As the particle accelerator gears up for the highest-energy particle collisions ever produced, physicists at the University of Wisconsin–Madison and around the world are excited to begin looking for evidence of new particles and other unexplained physics phenomena.
On Tuesday, March 30, the LHC will attempt the first collisions at 7 trillion electron volts (TeV) between two proton beams of 3.5 TeV each. These beams, first circulated in the machine on March 19, set a record for the highest energies yet reached in a particle accelerator.
Wesley Smith
Photo: Jeff Miller
See also: ‘Heart of the Matter,’ the cover story of the Fall 2008 issue of On Wisconsin magazine.
“As we increase the energy of the machine, we are able to make higher energy or higher mass particles and we are able to explore higher energy or higher mass phenomena that we couldn’t access with the lower energies,” explains UW–Madison physics professor Wesley Smith. Smith has helped develop one of the main experiments at the LHC, the Compact Muon Solenoid detector.
Though the anticipated collisions will only reach half the final intended energy of the LHC, they will be 3.5 times as powerful as the maximum capability of the next largest collider, the Tevatron Collider at the Fermi National Accelerator Laboratory in Batavia, Illinois, says Sau Lan Wu, the Enrico Fermi Professor of Physics at UW–Madison. Wu leads a group working on the ATLAS experiment, another of the large detectors, with associate professor of physics Yibin Pan and assistant professor of physics Bruce Mellado.
“The LHC leads us into a new and exciting regime of particle physics,” Wu says. “Our primary motivation is the discovery of new physics… and [we] are now eagerly waiting for the data.”
The proton beams circulating in the LHC’s 17-mile underground ring will collide inside four detectors, releasing showers of particles that scientists will analyze in search of fundamental insights into the nature of the physical world.

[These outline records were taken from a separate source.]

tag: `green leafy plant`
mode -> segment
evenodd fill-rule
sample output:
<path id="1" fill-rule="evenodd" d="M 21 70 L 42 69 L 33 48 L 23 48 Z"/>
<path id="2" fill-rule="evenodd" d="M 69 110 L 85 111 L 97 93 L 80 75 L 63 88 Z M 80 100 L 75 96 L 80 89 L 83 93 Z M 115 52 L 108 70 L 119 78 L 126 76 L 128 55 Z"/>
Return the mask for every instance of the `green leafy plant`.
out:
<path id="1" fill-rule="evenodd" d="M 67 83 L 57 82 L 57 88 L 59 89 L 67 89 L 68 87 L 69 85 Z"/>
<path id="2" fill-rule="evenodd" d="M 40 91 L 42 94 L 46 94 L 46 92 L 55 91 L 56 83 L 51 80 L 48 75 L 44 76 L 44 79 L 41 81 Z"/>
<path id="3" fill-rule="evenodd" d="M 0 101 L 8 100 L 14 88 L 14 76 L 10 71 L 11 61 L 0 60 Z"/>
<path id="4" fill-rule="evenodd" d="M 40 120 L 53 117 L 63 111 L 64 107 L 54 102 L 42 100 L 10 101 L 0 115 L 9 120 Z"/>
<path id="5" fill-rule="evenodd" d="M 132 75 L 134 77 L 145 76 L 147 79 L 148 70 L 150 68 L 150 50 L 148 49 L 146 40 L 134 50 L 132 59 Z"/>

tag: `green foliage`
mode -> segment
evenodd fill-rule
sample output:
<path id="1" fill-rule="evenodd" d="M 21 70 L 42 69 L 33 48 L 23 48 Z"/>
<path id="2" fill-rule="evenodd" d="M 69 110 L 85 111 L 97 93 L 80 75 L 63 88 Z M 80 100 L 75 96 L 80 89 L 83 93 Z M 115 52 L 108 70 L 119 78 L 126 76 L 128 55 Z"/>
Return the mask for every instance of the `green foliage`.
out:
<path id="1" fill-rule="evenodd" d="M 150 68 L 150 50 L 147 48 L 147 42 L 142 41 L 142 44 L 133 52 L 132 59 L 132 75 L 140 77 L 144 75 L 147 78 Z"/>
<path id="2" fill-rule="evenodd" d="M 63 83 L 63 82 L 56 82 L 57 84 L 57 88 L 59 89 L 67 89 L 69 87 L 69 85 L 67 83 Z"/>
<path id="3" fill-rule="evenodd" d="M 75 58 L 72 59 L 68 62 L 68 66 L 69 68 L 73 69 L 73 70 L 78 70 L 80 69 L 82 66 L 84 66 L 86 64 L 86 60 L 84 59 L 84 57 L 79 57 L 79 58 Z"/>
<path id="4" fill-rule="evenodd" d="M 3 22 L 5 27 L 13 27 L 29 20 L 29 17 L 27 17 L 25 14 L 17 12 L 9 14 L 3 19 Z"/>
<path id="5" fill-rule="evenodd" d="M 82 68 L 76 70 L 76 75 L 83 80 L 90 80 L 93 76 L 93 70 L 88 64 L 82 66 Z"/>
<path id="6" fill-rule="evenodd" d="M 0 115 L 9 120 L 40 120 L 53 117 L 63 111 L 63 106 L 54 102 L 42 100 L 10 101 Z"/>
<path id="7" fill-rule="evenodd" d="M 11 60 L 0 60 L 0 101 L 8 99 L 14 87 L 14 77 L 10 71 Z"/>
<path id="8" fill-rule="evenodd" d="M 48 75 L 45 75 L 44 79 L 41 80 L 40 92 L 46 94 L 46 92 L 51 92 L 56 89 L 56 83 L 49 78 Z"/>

The goals include the elusive Higgs boson, thought to give objects mass, and the hypothesized particles associated with a property called supersymmetry, a symmetry between matter and forces.
Since restarting in late 2009 after an electrical malfunction forced shutdown more than a year earlier, the LHC has been operating with lower energy proton beams to test and tune up the detectors and ensure it can safely ramp up to higher energies.
Once successful 7 TeV collisions are achieved, the LHC is expected to run at this energy level until around the end of 2011 before shutting down for upgrades needed to achieve even higher energy collisions.
The influx of data will be especially welcome news to the several UW–Madison physics graduate students whose theses and future careers will build on initial data from the LHC.
“This is opening up a new window on physics,” Smith says. “We will have a lot of data to analyze for new physics and to gain new perspective on many of the signals and phenomena that we’ve already observed in particle physics.”